If I would rewrite Cassandra from scratch, in Java, it also would be faster than the actual code.
Why? Because all the learning the original team did over a course of a decade I can reuse and improve on.
Keep in mind, the rewrite uses a new framework and new concepts for concurrency. Concurrency is one of the core areas where computing in future will certainly make lots of progress.
I for my part I'm waiting for a Lucene rewrite, regardless in what language. Probably the worst OSS code I have ever see ... actually the worst code regardless of OSS or closed source.
Cost free eBook I read (by iBook/Kobo/Amazon/ObookO/Gutenberg etc.): "The Green Odyssey" by Philip Jose Farmer.
And back in 1997 I remember telling a C.S. prof. that java was running like a narcoticized slug. True I was running a 66 MHz '486 at home and the university labs were Sparc 1+'s (and since the profs were running some kind of global process 'lightly' on each, they ran slower than molasses in January anyway), but Java seemed to slow them even more. He told me all the stuff about just in time compilers, byte code yadda yadda. In the end, Java is a flavor of the month from 1997. I like javascript though. Its a crap language, has lots of problems, not that fast, but as a built-in on every browser, it allows more to be done in this medium than 'bolt-ons', is generally cross platform, and easy enough to code that even kids can learn it fast and easy.
The claim was that Java was no longer slow thank to JIT, with HotSpot making it possible for Java code to run faster than equivalent code written in C or C++.
Really? Sounds a bit rich to claim that an interpreted language would be faster than a compiled one, but I suppose if your interpreted program calls into some really well-written libraries, and you compiled program doesn't....
Be that as it may, I don't think it is all relevant any more. In many practical situations, Java is fast enough, and the fact that it defines and complies with a huge number of valuable standards - and is portable across HW and OS - is the main selling point. It is not a bad language to work with, and there are many practical applications for it. Good enough for the job at hand is, well, good enough.

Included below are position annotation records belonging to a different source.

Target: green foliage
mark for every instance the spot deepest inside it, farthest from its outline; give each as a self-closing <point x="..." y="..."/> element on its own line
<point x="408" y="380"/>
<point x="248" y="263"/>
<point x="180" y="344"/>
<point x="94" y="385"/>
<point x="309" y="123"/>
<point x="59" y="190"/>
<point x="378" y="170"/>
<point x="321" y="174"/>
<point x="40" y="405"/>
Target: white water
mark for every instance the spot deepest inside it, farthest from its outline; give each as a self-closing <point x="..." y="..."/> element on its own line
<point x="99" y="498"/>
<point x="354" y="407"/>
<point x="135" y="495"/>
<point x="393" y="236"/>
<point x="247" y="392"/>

Read the information on their website. They provide quite a lot of detail. This was hardly a rewrite of cassandra in C++. It is a completely different database system implementing the same protocol as Cassandra. The internal architecture is different. The caching subsystem is different. Threading model is different. The feature set is a fraction of original Cassandra. And none of the things they did there are really exclusively available in C++. It could have been just as well written on Java or C# and still get all the benefits.